What is the "RESTful" way of adding non-CRUD operations to a RESTful service? Say I have a service that allows CRUD access to records like this:

GET /api/car/123           <- Returns information for the Car object with ID 123
POST /api/car              <- Creates a new car (with properties in the request)
PUT /api/car/123           <- Updates car 123 (with properties in the request)
DELETE /api/car/123        <- Deletes car 123    
POST /api/car/123/wheel/   <- Creates a wheel and associates it to car 123

If I want to change the car's color, I would simply POST /api/car/123 and include a POST variable for the new color.

But let's say I want to purchase a car, and that operation is more complicated than simply updating a "user" record's "owned car" property. Is it RESTful to simply do something like POST /api/car/123/purchase, where "purchase" is essentially a method name? Or should I use a custom HTTP verb, like PURCHASE instead of POST?

Or are non-CRUD operations completely outside the scope of REST?


Think about purchase as a business entity or a resource in RESTful dictionary. That being said, making a purchase is actually creating a new resource. So:

POST /api/purchase

will place a new order. The details (user, car, etc.) should be referenced by id (or URI) inside the contents sent to this address.

It doesn't matter that ordering a car is not just a simple INSERT in the database. Actually, REST is not about exposing your database tables as CRUD operations. From logical point of view you are creating an order (purchase), but the server side is free to do as many processing steps as it wants.

You can even abuse HTTP protocol even further.
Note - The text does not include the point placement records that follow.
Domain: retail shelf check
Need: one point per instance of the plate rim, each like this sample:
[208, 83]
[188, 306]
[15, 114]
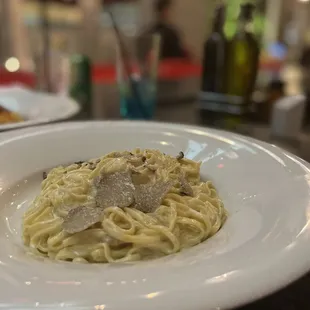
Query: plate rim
[71, 103]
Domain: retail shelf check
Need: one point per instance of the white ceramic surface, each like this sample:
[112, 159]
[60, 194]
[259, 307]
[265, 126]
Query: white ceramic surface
[264, 245]
[35, 107]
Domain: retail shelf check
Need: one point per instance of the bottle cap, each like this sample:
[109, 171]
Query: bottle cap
[247, 11]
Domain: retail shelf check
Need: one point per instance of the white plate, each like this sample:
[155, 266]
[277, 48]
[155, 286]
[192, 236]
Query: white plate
[35, 107]
[264, 245]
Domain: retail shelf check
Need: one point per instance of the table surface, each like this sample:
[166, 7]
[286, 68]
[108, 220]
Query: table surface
[297, 295]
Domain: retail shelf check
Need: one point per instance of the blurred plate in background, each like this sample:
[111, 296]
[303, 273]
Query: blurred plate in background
[35, 107]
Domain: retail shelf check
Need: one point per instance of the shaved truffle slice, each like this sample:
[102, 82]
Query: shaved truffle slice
[148, 197]
[185, 187]
[114, 190]
[81, 218]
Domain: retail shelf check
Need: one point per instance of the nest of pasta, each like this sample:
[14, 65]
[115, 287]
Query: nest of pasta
[124, 206]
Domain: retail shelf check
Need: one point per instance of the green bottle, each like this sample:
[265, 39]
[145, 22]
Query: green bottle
[80, 84]
[242, 65]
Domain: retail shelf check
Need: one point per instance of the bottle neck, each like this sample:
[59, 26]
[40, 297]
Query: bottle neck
[218, 27]
[245, 26]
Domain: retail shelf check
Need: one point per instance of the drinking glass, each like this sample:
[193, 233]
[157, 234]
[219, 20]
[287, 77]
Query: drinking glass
[137, 78]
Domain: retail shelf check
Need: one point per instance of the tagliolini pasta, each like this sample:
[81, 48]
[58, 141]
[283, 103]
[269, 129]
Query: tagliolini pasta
[124, 206]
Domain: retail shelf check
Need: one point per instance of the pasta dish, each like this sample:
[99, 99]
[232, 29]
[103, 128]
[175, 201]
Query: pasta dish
[124, 206]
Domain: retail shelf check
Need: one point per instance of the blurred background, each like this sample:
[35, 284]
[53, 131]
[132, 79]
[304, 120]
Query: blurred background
[40, 38]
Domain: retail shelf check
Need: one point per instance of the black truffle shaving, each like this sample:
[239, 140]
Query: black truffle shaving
[81, 218]
[114, 190]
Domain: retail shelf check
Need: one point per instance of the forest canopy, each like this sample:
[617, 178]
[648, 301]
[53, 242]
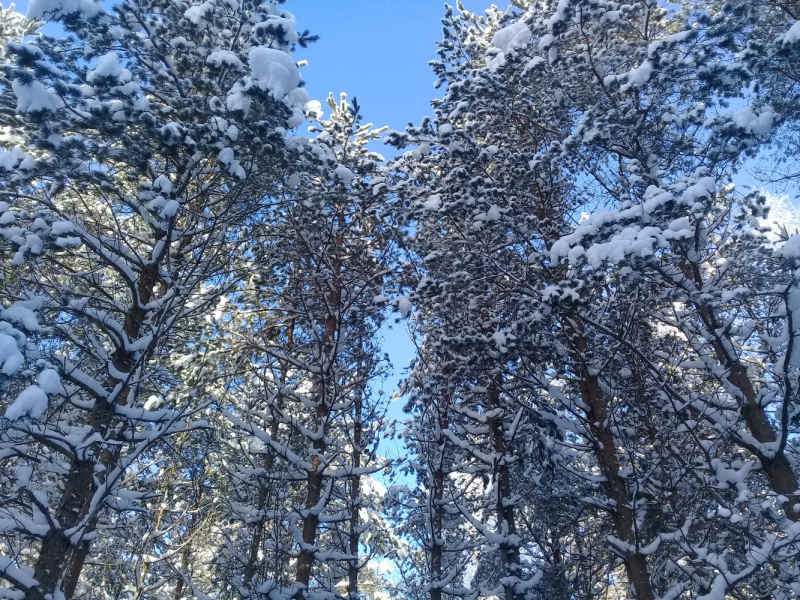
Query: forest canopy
[591, 245]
Use Location header to return a link to newly created order, carefully choose HTTP response codes to inform users about problems (server- or client-side), etc.


The RESTful way as I understand it is that you don't need new HTTP verbs, there's a noun somewhere that will mean what you need to do.

Purchase a car? Well isn't that

POST /api/order

What you're really doing is creating an order. So add another resource for order and post and put there during the order process.

Think in terms of resources rather than method calls.

To finalize the order you'd probably POST /api/order//complete or something similar.